Le rapport précité de Mme HOSTALIER décrit ainsi l'emprise de la corruption sur les circuits de financement de l'aide versée à l'Afghanistan.

« Véritable fléau qui affecte tous les échelons de la vie publique, y compris au plus haut niveau, la corruption aurait, selon le témoignage de la plupart des observateurs, gagné en intensité depuis plusieurs années. D'après Transparency International , le classement du pays pour la corruption est passé de 172 en 2007 à 176 en 2010 (sur 178 pays) juste avant la Birmanie et la Somalie.

« L'abondance des fonds venus de l'étranger , la complaisance des autorités et l'étendue des ramifications de l'économie parallèle de l'opium et du trafic des stupéfiants contribuent à miner toute action crédible de lutte anti-corruption. Quelques mesures sont intervenues avec la loi sur la corruption de 2008 et la création d'une agence chargée d'un ambitieux objectif de lutte contre la corruption, mais sans réels moyens matériels et juridiques. Ces efforts restent clairement bloqués par l'absence d'une réelle volonté politique et par la puissance des groupes d'intérêts. ».

Bien que le « processus de Kaboul » préconise de faire transiter une part croissante de notre aide par le mécanisme de l'aide budgétaire annuelle (" core budget ") ou par des mécanismes de financement afghan (" on budget "), le passage par le budget de l'État afghan se traduit par des délais très longs et ; il faut le reconnaître, par l'absence de contrôle réel sur les montants versés . C'est la raison pour laquelle le traité d'amitié et de coopération ne reprend pas stricto sensu l'engagement de faire transiter les fonds par le budget afghan. L'aide civile au bénéfice de l'Afghanistan s'effectue selon une procédure majoritairement « off budget ».

Dans ce contexte, il va de soi que l'intensification de l'aide française doit s'accompagner, autant que faire se peut, d'un contrôle renforcé de son utilisation.

Il parait indispensable d'assurer la traçabilité des fonds qui vont être engagés dans le cadre des programmes futurs.

Prenons un exemple : en matière agricole. Notre dispositif, qui a permis d'obtenir des résultats importants ces dernières années, grâce à l'engagement et à la compétence des responsables sur place, n'est pourtant pas dénué d'une certaine opacité.
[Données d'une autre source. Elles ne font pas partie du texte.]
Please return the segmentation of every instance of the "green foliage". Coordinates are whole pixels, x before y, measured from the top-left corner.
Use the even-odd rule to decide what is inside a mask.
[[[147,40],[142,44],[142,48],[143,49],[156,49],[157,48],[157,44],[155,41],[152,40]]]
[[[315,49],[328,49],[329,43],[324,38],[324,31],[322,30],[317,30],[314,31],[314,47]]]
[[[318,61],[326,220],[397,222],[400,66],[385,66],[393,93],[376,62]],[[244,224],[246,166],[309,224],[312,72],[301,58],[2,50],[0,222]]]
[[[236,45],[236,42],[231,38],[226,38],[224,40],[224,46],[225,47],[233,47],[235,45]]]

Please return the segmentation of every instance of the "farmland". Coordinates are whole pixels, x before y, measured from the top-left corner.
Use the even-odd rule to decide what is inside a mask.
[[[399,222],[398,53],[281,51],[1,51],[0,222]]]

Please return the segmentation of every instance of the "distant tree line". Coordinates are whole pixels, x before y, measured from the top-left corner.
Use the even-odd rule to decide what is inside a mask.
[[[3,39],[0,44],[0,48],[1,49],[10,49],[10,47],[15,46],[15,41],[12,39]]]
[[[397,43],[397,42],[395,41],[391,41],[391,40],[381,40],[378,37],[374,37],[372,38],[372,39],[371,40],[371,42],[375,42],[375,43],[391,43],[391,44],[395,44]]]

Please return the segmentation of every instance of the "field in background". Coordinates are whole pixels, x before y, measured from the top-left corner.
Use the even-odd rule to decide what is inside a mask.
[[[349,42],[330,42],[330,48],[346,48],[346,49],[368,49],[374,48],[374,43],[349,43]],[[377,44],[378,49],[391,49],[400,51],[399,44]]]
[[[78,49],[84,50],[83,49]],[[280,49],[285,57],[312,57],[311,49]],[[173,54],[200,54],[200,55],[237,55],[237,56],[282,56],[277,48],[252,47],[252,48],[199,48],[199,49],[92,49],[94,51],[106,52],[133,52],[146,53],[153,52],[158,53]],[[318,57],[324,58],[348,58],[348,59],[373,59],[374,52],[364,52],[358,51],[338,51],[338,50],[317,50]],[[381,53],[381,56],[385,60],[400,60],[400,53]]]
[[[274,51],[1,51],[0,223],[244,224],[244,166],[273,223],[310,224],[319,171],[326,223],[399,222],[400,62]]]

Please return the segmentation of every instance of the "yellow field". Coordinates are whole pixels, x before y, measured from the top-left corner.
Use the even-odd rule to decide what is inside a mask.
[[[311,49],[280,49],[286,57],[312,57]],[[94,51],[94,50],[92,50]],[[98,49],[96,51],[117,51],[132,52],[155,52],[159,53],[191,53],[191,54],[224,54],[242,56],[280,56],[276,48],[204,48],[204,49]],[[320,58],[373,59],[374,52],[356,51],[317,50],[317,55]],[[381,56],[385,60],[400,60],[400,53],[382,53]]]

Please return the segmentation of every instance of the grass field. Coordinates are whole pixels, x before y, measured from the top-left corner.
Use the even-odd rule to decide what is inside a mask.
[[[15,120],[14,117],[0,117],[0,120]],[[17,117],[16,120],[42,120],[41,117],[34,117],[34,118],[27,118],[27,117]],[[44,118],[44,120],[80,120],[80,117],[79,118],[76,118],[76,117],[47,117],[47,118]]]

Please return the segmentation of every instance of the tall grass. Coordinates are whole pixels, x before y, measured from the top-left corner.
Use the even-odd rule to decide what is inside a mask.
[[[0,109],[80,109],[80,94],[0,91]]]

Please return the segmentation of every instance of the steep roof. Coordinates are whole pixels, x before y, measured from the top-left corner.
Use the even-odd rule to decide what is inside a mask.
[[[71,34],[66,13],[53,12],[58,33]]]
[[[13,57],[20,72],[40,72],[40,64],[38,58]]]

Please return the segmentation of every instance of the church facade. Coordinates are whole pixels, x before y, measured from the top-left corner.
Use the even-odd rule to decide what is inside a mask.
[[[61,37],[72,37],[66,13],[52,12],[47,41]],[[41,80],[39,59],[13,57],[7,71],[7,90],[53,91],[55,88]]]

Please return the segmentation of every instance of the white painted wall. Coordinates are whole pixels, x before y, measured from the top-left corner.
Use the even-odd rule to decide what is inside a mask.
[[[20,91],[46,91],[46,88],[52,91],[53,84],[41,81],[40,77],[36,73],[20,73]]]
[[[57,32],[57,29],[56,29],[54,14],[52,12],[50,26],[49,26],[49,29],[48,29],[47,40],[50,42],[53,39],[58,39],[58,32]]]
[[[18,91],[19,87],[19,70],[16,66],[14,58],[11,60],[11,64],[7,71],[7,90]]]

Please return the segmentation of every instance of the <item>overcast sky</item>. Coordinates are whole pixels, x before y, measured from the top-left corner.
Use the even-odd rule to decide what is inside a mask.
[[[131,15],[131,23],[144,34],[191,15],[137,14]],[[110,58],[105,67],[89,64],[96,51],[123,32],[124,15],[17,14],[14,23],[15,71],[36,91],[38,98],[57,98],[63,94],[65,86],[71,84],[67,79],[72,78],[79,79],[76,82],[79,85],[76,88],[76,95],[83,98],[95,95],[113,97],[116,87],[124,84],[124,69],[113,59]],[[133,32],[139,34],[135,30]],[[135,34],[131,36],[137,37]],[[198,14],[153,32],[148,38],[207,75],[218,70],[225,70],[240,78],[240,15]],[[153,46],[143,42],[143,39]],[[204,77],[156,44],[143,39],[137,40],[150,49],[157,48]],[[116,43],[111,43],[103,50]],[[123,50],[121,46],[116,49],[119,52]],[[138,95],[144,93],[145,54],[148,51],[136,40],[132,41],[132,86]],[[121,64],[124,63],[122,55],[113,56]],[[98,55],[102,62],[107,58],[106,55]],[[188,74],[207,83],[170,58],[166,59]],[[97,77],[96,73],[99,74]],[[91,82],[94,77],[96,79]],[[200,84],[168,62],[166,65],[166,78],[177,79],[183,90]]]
Pour améliorer la transparence et la connaissance des projets, des actions concrètes ont été menées, comme des demandes de localisations précises, une liste d'inventaire exacte des véhicules et matériels achetés, la description précise du temps d'intervention des entreprises... La question du contrôle est particulièrement aiguë dans les projets engagés dans des zones inaccessibles pour nos experts.

En outre, l'aide internationale doit être un levier pour faire progresser l'Afghanistan dans la voie d'une meilleure gouvernance.

C'est toute la question de la conditionnalité de l'aide qui se pose. Il paraît indispensable d'instituer un mécanisme de suivi liant le soutien financier de la communauté internationale aux progrès des autorités afghanes (tenue d'élections transparentes, gouvernance, lutte contre la corruption, etc.).

La France, avec l'Union Européenne qui est le premier contributeur en faveur de l'Afghanistan, a réaffirmé lors de la Conférence de Tokyo le 8 juillet dernier qu'elle souhaite que les autorités afghanes s'engagent :

- à la tenue d'élections libres et équitables en 2014 et 2015 ;

- à la mise en oeuvre des recommandations du FMI, qui appellent l'Afghanistan à assurer l'assainissement de ses finances publiques , à progresser dans la voie de la bonne gouvernance et à développer son secteur privé. Cet objectif passe notamment par une réforme des systèmes fiscal et douanier ;

- mais aussi à la poursuite des progrès engagés en matière de protection des droits de l'Homme et de situation des femmes .

Votre commission se félicite de cette nouvelle approche, du moins dans le discours. L'aide n'est plus assortie d'une simple invitation, même pressante, adressée aux autorités afghanes, pour qu'elles progressent dans la voie de la gouvernance, mais d'une véritable conditionnalité.